The questions I have asked about my past have helped me at least get some orientation on the present. I hesitate to use the term "understand" because I am certain I do not "understand" all that is occurring to me and around me. It seems reasonable to think that understanding will come as seasons of life expire and new ones arrive.
Even though I am thinking about legacy does not mean I should be making assessments about it's girth or weight as it pertains to the high and low points of my existence. Am I the best judge of the impact of my accomplishments? I doubt it. Others who have had their lives brush up against mine (fortunately or unfortunately) are better able to measure if I have truly accomplished anything worth remembering. It seems to me that the only pure (honest and humble) thing I can do to shape my legacy is to attempt to steer it one way or the other. I cannot assess the results; only make decisions to charter a certain path.
The path I am now on has been steered to a different course. This path is a weird one because the details are much vaguer and the sight line is short. November will mark a year since I last participated in vocational ministry. This time off has been pleasing because I have been able to hide and avoid the pounding that a formal church career unleashes. It has also been a year of strong emotions. The questions have been brutal. Have I been disobedient to God’s call? Am I getting lazy and soft, settling for a life that is presumably easier? As I have struggled with this worry and guilt, I have become satisfied with a disassociation from vocational church ministry.

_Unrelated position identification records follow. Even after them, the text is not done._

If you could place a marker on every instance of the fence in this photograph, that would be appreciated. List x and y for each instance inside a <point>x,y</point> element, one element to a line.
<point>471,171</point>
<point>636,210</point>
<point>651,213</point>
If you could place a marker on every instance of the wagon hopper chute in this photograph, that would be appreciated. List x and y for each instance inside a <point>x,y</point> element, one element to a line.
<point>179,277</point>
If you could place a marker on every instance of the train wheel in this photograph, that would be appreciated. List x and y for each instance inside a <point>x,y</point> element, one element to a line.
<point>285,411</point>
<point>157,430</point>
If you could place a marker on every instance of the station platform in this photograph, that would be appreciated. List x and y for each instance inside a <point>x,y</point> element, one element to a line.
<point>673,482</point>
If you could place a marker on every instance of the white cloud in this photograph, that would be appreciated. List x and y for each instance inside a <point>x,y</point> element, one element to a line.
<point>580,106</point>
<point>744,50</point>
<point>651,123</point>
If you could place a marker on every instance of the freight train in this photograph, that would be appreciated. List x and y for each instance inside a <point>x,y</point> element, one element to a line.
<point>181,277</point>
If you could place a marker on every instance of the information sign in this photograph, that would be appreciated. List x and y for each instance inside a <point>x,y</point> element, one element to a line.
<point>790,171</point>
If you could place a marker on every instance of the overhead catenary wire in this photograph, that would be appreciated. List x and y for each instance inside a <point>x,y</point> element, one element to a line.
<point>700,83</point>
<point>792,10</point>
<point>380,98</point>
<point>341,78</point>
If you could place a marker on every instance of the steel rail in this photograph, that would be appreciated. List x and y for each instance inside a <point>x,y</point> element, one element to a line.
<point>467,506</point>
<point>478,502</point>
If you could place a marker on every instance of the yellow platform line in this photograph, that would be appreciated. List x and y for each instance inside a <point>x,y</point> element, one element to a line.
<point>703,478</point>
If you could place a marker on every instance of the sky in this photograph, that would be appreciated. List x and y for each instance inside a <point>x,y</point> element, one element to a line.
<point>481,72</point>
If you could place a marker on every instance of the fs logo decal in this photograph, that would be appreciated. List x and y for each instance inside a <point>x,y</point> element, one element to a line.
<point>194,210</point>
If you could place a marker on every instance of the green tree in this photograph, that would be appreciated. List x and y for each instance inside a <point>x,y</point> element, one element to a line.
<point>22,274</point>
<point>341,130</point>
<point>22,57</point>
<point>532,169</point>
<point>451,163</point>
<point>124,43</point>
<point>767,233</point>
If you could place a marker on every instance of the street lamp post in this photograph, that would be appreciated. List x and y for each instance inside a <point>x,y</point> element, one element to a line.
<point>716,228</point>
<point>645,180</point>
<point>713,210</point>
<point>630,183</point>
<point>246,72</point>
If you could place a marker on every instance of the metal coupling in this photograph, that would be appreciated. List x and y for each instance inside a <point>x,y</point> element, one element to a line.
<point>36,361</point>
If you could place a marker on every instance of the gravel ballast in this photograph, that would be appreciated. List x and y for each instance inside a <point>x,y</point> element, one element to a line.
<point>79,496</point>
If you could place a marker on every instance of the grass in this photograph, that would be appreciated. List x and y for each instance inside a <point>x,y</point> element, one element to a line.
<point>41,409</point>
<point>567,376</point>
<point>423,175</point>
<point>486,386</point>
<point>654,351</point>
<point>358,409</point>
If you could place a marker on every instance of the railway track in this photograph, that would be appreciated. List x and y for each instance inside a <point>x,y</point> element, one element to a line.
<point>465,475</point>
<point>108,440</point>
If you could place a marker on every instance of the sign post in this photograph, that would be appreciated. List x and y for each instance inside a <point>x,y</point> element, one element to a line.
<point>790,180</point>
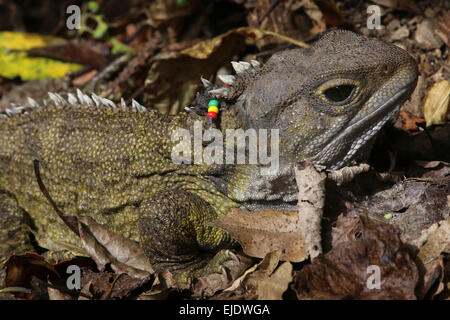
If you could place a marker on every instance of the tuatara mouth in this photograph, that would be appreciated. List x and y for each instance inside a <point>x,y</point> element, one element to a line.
<point>366,128</point>
<point>357,134</point>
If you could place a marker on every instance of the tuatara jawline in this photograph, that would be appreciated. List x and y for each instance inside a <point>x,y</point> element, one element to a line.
<point>114,164</point>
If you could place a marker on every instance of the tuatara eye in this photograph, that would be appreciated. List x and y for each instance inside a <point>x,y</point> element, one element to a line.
<point>340,94</point>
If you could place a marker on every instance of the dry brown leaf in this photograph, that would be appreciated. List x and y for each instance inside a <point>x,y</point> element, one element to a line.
<point>267,282</point>
<point>20,270</point>
<point>442,28</point>
<point>343,272</point>
<point>409,5</point>
<point>410,122</point>
<point>431,258</point>
<point>261,232</point>
<point>438,242</point>
<point>437,103</point>
<point>105,247</point>
<point>174,77</point>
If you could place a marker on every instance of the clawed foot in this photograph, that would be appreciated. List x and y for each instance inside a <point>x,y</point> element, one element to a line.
<point>205,267</point>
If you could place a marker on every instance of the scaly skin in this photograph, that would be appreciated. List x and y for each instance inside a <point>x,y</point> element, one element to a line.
<point>115,165</point>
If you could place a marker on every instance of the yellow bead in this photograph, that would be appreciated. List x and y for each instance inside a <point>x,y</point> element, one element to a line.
<point>213,109</point>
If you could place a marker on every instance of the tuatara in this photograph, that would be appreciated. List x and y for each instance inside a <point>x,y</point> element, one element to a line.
<point>115,163</point>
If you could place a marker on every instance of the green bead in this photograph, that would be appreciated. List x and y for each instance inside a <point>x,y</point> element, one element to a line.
<point>181,3</point>
<point>213,103</point>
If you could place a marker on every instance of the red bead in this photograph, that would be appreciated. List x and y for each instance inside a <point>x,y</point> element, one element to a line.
<point>212,115</point>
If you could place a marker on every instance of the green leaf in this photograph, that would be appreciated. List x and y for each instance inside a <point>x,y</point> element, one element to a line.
<point>101,29</point>
<point>93,6</point>
<point>15,61</point>
<point>119,47</point>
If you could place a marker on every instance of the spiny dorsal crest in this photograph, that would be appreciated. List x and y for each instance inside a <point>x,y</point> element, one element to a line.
<point>234,84</point>
<point>80,100</point>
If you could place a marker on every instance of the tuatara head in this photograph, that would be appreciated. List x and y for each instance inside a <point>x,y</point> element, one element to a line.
<point>327,101</point>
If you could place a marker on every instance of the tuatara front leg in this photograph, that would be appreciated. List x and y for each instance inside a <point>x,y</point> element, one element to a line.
<point>174,234</point>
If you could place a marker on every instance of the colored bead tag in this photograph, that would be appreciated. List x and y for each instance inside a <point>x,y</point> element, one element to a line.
<point>213,109</point>
<point>212,115</point>
<point>182,3</point>
<point>213,103</point>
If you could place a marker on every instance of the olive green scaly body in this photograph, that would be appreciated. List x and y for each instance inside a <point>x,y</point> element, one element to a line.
<point>101,164</point>
<point>115,165</point>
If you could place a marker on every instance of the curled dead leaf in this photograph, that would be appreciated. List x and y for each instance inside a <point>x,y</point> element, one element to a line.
<point>436,106</point>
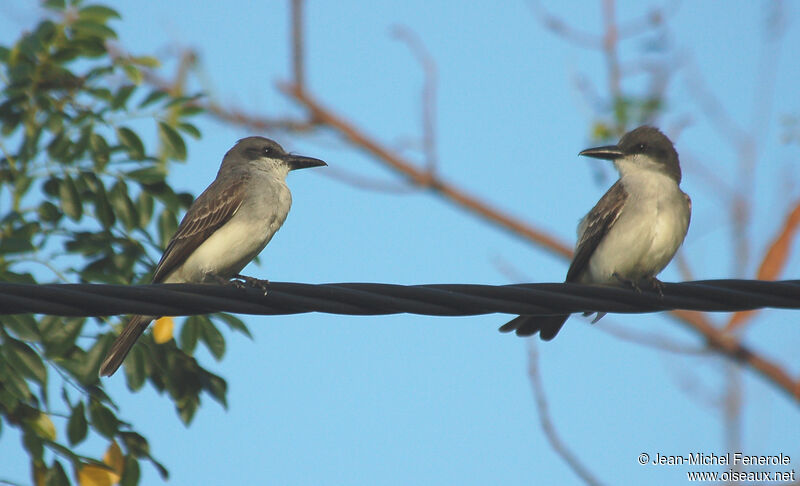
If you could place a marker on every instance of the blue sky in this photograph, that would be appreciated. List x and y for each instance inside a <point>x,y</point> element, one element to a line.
<point>325,399</point>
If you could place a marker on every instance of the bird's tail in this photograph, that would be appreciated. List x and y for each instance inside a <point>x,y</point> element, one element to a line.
<point>123,344</point>
<point>546,326</point>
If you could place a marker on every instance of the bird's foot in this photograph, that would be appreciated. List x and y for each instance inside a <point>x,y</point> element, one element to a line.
<point>627,282</point>
<point>656,284</point>
<point>649,283</point>
<point>252,282</point>
<point>225,281</point>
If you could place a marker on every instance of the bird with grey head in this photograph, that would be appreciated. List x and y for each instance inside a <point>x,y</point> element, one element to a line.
<point>635,229</point>
<point>225,228</point>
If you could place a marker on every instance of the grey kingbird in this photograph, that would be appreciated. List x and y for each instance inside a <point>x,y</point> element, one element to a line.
<point>635,229</point>
<point>225,228</point>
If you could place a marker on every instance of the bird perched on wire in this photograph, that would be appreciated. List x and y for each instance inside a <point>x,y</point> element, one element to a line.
<point>225,228</point>
<point>635,229</point>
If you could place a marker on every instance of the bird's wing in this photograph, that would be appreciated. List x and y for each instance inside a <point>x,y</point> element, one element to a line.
<point>212,209</point>
<point>595,226</point>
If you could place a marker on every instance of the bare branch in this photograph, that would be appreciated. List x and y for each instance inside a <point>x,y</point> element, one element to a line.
<point>361,141</point>
<point>546,421</point>
<point>428,93</point>
<point>298,36</point>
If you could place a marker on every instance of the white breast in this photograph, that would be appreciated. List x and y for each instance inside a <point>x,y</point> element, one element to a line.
<point>229,249</point>
<point>647,234</point>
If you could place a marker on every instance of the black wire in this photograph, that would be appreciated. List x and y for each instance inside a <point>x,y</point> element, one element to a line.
<point>379,299</point>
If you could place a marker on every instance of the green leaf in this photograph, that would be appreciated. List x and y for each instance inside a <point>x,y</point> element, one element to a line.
<point>48,212</point>
<point>77,427</point>
<point>135,373</point>
<point>122,96</point>
<point>146,61</point>
<point>59,145</point>
<point>130,475</point>
<point>147,175</point>
<point>133,73</point>
<point>55,4</point>
<point>70,199</point>
<point>122,204</point>
<point>213,338</point>
<point>132,143</point>
<point>59,333</point>
<point>173,141</point>
<point>22,325</point>
<point>85,27</point>
<point>101,153</point>
<point>154,96</point>
<point>56,476</point>
<point>144,205</point>
<point>13,383</point>
<point>103,419</point>
<point>15,244</point>
<point>103,211</point>
<point>99,13</point>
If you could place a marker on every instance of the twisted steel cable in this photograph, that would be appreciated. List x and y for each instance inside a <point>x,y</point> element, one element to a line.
<point>380,299</point>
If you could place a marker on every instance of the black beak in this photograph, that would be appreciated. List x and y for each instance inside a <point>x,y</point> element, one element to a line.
<point>608,152</point>
<point>299,162</point>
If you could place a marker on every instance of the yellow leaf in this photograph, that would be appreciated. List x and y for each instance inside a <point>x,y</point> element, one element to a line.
<point>113,457</point>
<point>162,330</point>
<point>43,426</point>
<point>91,475</point>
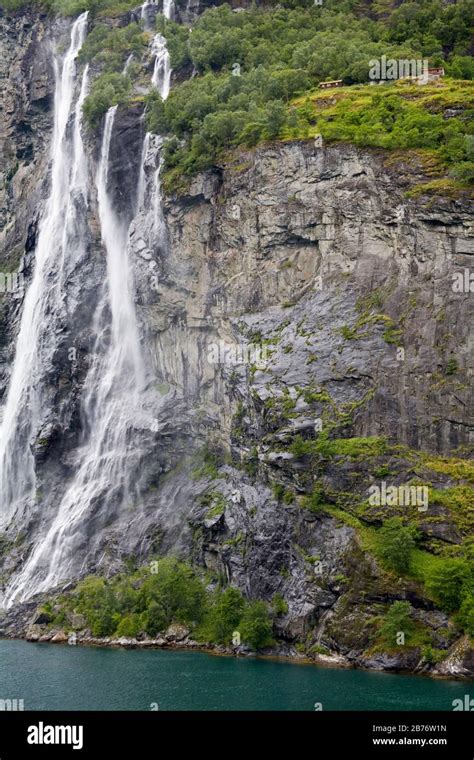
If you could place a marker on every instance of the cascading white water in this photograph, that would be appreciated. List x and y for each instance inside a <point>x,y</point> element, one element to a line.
<point>162,69</point>
<point>168,7</point>
<point>22,414</point>
<point>112,392</point>
<point>110,407</point>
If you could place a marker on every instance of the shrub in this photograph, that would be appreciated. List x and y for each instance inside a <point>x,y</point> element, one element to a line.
<point>397,543</point>
<point>450,583</point>
<point>224,616</point>
<point>255,626</point>
<point>466,615</point>
<point>96,601</point>
<point>279,605</point>
<point>397,620</point>
<point>177,590</point>
<point>130,625</point>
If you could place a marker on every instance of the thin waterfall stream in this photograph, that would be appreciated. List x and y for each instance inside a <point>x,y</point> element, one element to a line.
<point>112,393</point>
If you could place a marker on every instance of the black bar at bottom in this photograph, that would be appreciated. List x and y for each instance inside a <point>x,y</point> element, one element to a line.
<point>124,734</point>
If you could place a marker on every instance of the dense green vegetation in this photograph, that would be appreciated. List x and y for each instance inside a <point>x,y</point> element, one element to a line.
<point>253,64</point>
<point>151,598</point>
<point>258,70</point>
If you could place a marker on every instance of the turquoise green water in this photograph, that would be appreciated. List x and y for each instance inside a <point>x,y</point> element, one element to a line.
<point>55,677</point>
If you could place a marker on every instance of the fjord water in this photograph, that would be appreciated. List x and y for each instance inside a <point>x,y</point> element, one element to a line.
<point>56,677</point>
<point>112,395</point>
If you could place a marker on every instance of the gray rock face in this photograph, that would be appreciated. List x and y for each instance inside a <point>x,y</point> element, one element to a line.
<point>294,288</point>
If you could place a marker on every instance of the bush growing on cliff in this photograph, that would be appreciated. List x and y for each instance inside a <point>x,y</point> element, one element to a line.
<point>111,47</point>
<point>96,601</point>
<point>452,583</point>
<point>224,616</point>
<point>177,590</point>
<point>255,626</point>
<point>397,620</point>
<point>397,543</point>
<point>466,615</point>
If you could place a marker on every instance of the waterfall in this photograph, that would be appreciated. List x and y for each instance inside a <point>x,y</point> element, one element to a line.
<point>112,396</point>
<point>168,7</point>
<point>162,70</point>
<point>127,64</point>
<point>23,411</point>
<point>111,404</point>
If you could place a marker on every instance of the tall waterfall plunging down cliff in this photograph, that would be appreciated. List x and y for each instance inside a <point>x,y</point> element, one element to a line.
<point>58,249</point>
<point>114,389</point>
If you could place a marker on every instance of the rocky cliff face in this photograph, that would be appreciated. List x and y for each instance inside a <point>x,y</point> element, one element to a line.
<point>296,291</point>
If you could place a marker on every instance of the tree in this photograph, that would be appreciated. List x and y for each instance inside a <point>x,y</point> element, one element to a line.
<point>466,615</point>
<point>177,590</point>
<point>224,616</point>
<point>397,620</point>
<point>397,544</point>
<point>256,626</point>
<point>449,583</point>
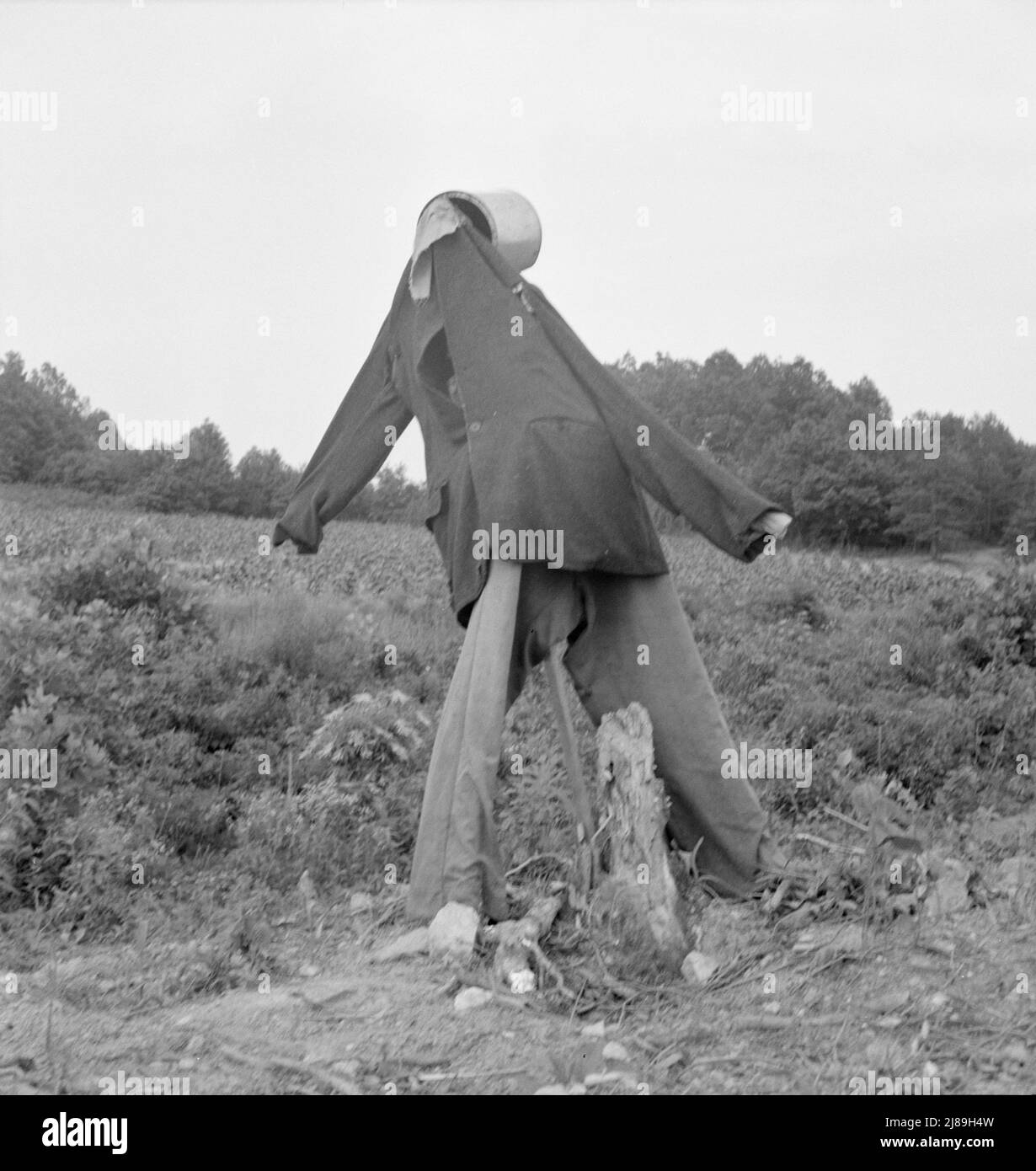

Having experienced church collapses twice in five years was the primary reason for the “burnout” and the need for a personal re-evaluation. It was never in the plan to quit the journey that I started out on at age 16 although participation in eight years of career church ministry has helped me draw more conclusions and prompted new questions. It is hard for even me to believe, but I am more content now than at any other time in my life. I believe (at least I think) I have been able to accomplish more in ministry outside the infrastructure of the church than within it.
Coming back to understanding legacy from a generational point of view, I realize more than ever that the decisions I am making now and the path I am treading matter immensely, especially since I cannot judge or predict how the next generation will perceive what I have done. The appraisal of my life is in “their” hands. All I can do is live it to the best of my ability; learning from the past and praying about the future.